Clinton, Obama In Battle For Indiana, N.C.

Democratic presidential hopeful, Sen. Barack Obama, D-Ill., center, shares a laugh with voters in front of a polling place in Indianapolis, Tuesday, May 6, 2008, as voters in Indiana and North Carolina crowd polling places Tuesday for the states' primary elections. (AP Photo/Jae C. Hong)
Barack Obama and Hillary Rodham Clinton once again faced-off in crucial primaries as voters in Indiana and North Carolina crowded polls Tuesday seeking to settle the largest remaining contests in an epic Democratic presidential nomination struggle.

Obama was looking to shore up his position as the front-runner, while Clinton was seeking another victory to keep her candidacy competitive in a historic race that could continue to the Democratic National Convention in August.

"Barring a sweep from either candidate, this race is likely to go through the end of the contests on June 3rd," said senior political editor Vaughn Ververs. "This is the last big primary day with a significant chunk of delegates available, but it's unlikely to be decisive. If not, it may well be the superdelegates who will determine the party's nominee for the fall."

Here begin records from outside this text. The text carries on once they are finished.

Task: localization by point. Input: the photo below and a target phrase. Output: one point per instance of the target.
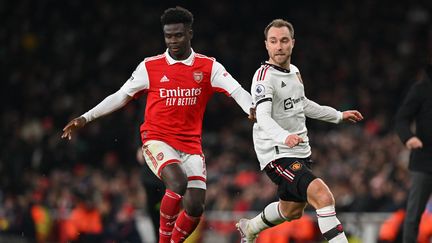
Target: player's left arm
(329, 114)
(222, 81)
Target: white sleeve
(221, 80)
(321, 112)
(108, 105)
(243, 98)
(266, 122)
(139, 81)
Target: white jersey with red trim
(177, 95)
(282, 107)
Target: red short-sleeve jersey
(177, 94)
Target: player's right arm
(136, 83)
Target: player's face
(178, 40)
(279, 45)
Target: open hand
(72, 126)
(352, 116)
(293, 140)
(414, 143)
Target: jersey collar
(188, 61)
(277, 67)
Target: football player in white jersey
(281, 141)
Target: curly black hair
(177, 15)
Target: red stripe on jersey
(168, 162)
(196, 178)
(265, 71)
(259, 74)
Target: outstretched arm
(108, 105)
(243, 98)
(329, 114)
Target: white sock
(269, 217)
(328, 222)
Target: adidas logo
(164, 79)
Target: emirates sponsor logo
(160, 156)
(179, 96)
(198, 76)
(164, 79)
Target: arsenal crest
(198, 76)
(296, 166)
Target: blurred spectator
(352, 54)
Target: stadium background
(60, 58)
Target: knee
(292, 214)
(177, 185)
(194, 208)
(319, 195)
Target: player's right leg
(291, 204)
(321, 198)
(164, 161)
(273, 214)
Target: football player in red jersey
(178, 84)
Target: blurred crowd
(60, 58)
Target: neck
(284, 65)
(183, 56)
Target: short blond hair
(279, 23)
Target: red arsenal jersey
(177, 94)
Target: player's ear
(190, 33)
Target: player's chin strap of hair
(332, 233)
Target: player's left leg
(193, 200)
(321, 198)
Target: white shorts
(158, 154)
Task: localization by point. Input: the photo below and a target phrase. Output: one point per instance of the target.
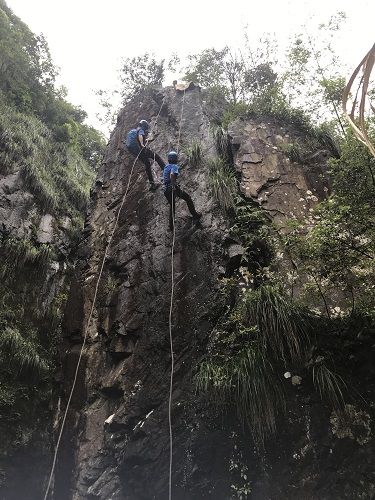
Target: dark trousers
(171, 197)
(145, 155)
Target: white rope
(170, 324)
(87, 324)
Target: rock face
(133, 307)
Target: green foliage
(222, 182)
(194, 153)
(138, 74)
(293, 151)
(22, 355)
(260, 331)
(336, 255)
(19, 252)
(329, 385)
(58, 176)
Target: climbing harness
(88, 322)
(170, 324)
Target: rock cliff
(127, 298)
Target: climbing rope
(170, 322)
(88, 322)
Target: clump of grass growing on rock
(222, 182)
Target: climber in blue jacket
(136, 142)
(172, 189)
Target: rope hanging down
(87, 324)
(170, 324)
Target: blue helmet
(144, 124)
(173, 157)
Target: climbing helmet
(173, 157)
(144, 124)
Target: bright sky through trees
(88, 38)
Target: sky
(89, 38)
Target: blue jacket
(171, 167)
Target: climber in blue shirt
(136, 143)
(171, 190)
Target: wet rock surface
(116, 442)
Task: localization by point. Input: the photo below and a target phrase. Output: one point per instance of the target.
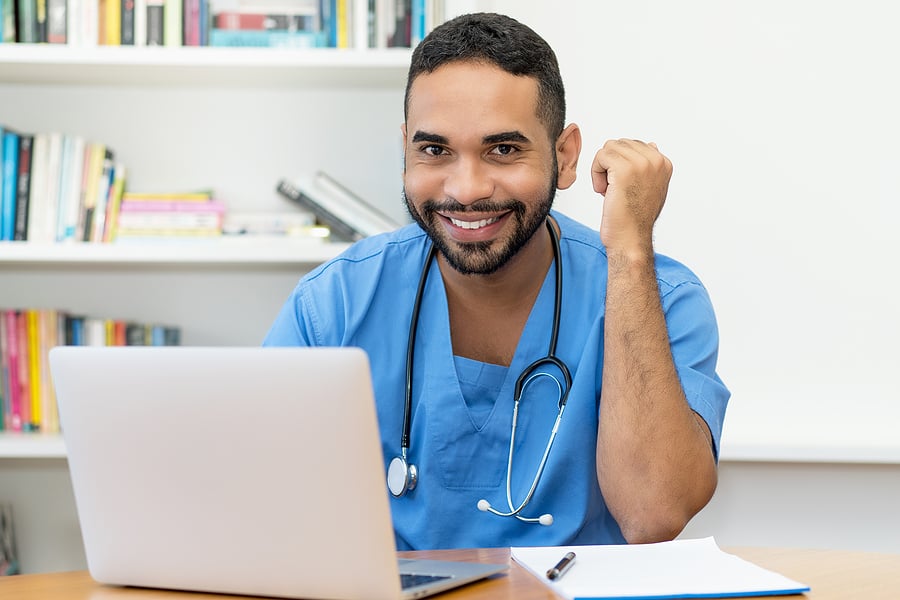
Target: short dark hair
(501, 41)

Obama began the day by dropping in on the Four Seasons Family Restaurant in the Greenwood, Ind., a suburb of Indianapolis. He walked around shaking hands, then sat at the counter and had an omelet, chatting with patrons on either side.

"I feel good," Obama said when asked about the day's voting. "I think we've campaigned hard. I think it's going to be close. I'm seeing a lot of enthusiasm."

Clinton, who toured the Indianapolis Speedway Tuesday with racer Sarah Fisher, wouldn't make a prediction about the outcome of the primaries.

"Every race is filed with the unexpected. You never know what's going to happen from day to day," said Clinton. "I never make predictions."

Clinton posed for pictures with the racer's pit crew in its garage and Fisher talked about parts of the powder blue car.

"This may be the technology of the future," Clinton said, holding onto a detached high-tech steering wheel.

Asked by reporters what her message was by being at the Speedway, she said: "That we need to get on the track in America."

"If you want to go forward, you put it in D. If you want to go backward, you put it in R," Clinton said.

Fisher, who said she voted for Clinton that morning, piped up, adding: "And just so you know, we don't have reverse in this car."

In Marion County, Indiana's most populous county, clerk Beth White said many voters already were in line when polls opened at 6 a.m. Tuesday.

"We really do feel today is going to be a heavy voting day, and our inspectors are ready," White said.

Even before the opening of polls at 6:30 a.m. in North Carolina, there were signs of record turnout. Nearly half a million people had already cast early and absentee ballots as of Monday - more than half the total number of voters who cast a ballot during the 2004 primary.

"I can't remember a primary that had this much excitement," said Gary Bartlett, director of the North Carolina Board of Elections.

Obama, who was flying later to North Carolina to await election results in Raleigh, visited a polling place Tuesday morning at Hinkle Field House on the campus of Butler University in Indianapolis, the site of part of the filming of the basketball movie "Hoosiers." Obama, who chatted with voters, said he had hoped to shoot a few baskets while there, but that the nets were up because of an upcoming commencement.

"I might have to take one shot," Obama said, although he left without doing so.

In Smithfield, N.C., voter Matthew Casey said he initially favored Clinton, but decided a vote for Obama would help end their bruising primary and allow Democrats to start focusing on Sen. John McCain, the certain Republican nominee.

"We've got to end the war - it's killing the economy," said Casey, 47, a healing arts practitioner.